What is better and why - Salary or hourly?

  1. I am in my last semester of nursing school (ADN program) and in a professional issues class. My assignment, which will be due in 2 months, is to participate in a debate - hourly vs. salary pay. I chose the hourly side but without experience in this career it is difficult for me to support my opinion. I would love to hear from experienced nurses out there. Can you tell me what you think is best and why? I would appreciate it greatly! Thanks.
    Last edit by Cairo662 on Jan 15, '07
    •  
  2. 14 Comments

  3. by   purple_rose_3
    Hourly because of all the extra shifts that you can pick up and get paid all that overtime. And hourly because of the days when you need to stay late and chart.
  4. by   CHATSDALE
    salary can mean that you can be worked for as many hours as they choose w/o overtime unless management is really where your interests lie take advise given per rose
  5. by   classicdame
    Hourly. Salary is based, usually, on a 40 hour week. But if you work more than 40 hours you are short-changed. If your job allows you to leave on time EVERY time then salary is ok.
  6. by   lyn261788
    hello,, i am lyn. do you know waht is the normal weight for children 1-5 years old and 6-9 years old??..hoping for your immediate reply thanks
  7. by   new_grad06
    HOURLY!!!!!
    Salary-leaves a chance for you to get jipped!!Unless you are allow to leave early which is highly unexpectable
  8. by   Christie RN2006
    Quote from purple_rose_3
    Hourly because of all the extra shifts that you can pick up and get paid all that overtime. And hourly because of the days when you need to stay late and chart.
    Exactly! Hourly is the only way to go. I can't tell you how many days I have had to stay over to chart or even to help out the next shift with an admit, procedure, etc.
  9. by   outcomesfirst
    I think it depends on the position. If you are staffing - hourly. If you are in another situation - research, teaching, disease management - I think salary is the way to go. Above and beyond that is culture - if you are salary in a bad culture you will be miserable and leave, if you are hourly in a bad culture, you might stick it out "for the money" but you will leave eventually.
  10. by   Ruby Vee
    Quote from cairo662
    i am in my last semester of nursing school (adn program) and in a professional issues class. my assignment, which will be due in 2 months, is to participate in a debate - hourly vs. salary pay. i chose the hourly side but without experience in this career it is difficult for me to support my opinion. i would love to hear from experienced nurses out there. can you tell me what you think is best and why? i would appreciate it greatly! thanks.
    [font="comic sans ms"]financially, hourly is better.
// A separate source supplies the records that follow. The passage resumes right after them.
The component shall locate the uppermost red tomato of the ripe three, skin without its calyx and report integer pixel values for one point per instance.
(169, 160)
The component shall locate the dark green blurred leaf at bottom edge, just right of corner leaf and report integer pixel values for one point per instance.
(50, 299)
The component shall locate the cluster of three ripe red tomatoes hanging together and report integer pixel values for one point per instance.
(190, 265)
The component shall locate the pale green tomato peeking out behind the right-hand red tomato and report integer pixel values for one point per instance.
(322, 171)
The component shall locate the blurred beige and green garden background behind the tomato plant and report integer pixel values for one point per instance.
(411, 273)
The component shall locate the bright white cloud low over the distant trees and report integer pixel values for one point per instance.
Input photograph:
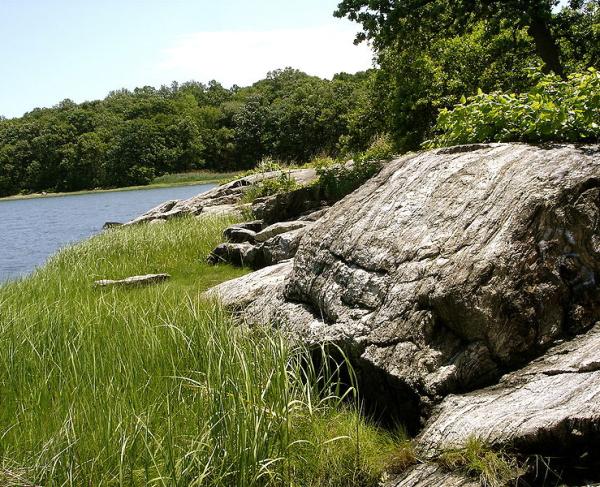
(243, 57)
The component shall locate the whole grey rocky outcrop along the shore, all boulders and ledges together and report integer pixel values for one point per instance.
(462, 284)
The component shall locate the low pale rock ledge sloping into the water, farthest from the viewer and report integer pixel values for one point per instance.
(224, 199)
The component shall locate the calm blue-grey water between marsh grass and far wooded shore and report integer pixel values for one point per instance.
(33, 230)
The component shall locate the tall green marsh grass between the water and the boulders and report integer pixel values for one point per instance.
(156, 386)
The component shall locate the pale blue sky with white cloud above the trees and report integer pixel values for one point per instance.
(82, 49)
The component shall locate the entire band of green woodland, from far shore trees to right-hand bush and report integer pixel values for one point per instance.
(458, 59)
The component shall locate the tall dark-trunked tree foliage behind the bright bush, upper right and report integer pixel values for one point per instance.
(432, 52)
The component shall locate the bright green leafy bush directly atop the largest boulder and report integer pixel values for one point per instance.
(554, 110)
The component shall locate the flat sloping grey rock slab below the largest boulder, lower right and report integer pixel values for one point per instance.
(553, 404)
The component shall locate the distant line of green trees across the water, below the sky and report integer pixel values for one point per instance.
(131, 137)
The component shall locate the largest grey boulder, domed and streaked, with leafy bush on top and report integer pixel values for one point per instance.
(448, 268)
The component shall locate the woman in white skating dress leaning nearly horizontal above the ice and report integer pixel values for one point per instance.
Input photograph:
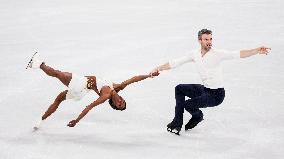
(78, 86)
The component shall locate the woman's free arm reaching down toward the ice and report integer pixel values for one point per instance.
(99, 101)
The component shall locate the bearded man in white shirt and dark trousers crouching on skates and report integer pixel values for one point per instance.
(211, 93)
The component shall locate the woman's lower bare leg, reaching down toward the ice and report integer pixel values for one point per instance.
(52, 108)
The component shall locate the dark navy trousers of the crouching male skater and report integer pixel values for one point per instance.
(199, 97)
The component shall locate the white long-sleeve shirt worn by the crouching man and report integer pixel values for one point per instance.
(209, 66)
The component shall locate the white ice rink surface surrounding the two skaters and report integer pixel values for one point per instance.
(118, 39)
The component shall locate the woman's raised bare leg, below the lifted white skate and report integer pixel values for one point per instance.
(64, 77)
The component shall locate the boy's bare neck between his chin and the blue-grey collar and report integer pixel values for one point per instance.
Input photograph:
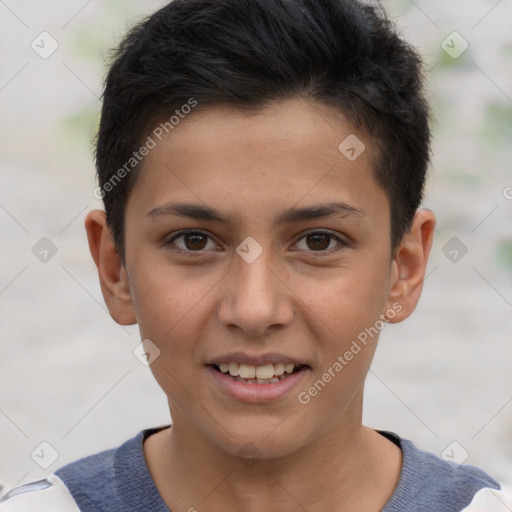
(349, 469)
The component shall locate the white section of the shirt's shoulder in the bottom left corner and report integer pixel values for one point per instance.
(47, 495)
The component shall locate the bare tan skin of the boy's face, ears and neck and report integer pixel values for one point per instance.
(304, 303)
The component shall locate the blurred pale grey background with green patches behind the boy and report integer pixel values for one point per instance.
(70, 384)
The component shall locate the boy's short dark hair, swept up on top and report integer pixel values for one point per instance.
(249, 53)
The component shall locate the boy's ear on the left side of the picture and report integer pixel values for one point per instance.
(113, 277)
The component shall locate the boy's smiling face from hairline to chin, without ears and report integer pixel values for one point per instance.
(255, 248)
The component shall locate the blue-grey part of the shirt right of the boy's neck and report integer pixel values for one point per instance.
(429, 483)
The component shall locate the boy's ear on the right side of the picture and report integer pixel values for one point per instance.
(409, 266)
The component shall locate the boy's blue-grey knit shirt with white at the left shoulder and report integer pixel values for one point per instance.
(118, 480)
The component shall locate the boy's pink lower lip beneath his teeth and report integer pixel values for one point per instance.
(256, 393)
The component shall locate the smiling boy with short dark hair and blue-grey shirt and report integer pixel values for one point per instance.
(261, 163)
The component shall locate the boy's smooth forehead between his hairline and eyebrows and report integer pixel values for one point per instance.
(291, 152)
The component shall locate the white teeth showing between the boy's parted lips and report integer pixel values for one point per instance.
(271, 373)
    however, it is the salary that marks the professional.
  11. by   RN29414
    Hourly is better in my opinion. Not only because you can get overtime but, if you are in a state with a union you can participate. Salaried nurses are considered management and cannot negotiate with the union. I do not consider salary pay more professional. My husband works in a Yacht yard and is salary - didn't even graduate high school. If hourly is the only way nurses can get paid near what they deserve then that is the best choice.

    Mary
  12. by   teeituptom
    Quote from ruby vee
    [font="comic sans ms"]financially, hourly is better.

    however, it is the salary that marks the professional.
    professional what. that is an uncalled for statement and highly incorrect and inflammatory.:angryfire:angryfire:angryfire
  13. by   TheCommuter
    For staff nurses, hourly pay tends to be better. However, hourly pay and "wages" are also associated with the working-class, blue collar people of society.

    Salary pay, to some people, is more indicative of a professional employee. Salary indicates professional, white collar status in society. However, it is not a good idea to be a salaried employee if you're a bedside nurse. You'll lose plenty of money, because you will always work over your allotted 40 hours.
  14. by   Mrs. M.
    I love the flexibility of my salaried (exempt) position. Financially I would be better off if I was punching a time clock, but I like not having to worry about about coming and going at exact times, and if I need to leave a little early I don't have to use combo time. It's true that I almost always end up working more than 40 hours a week, but it's nice being responsible for my own time.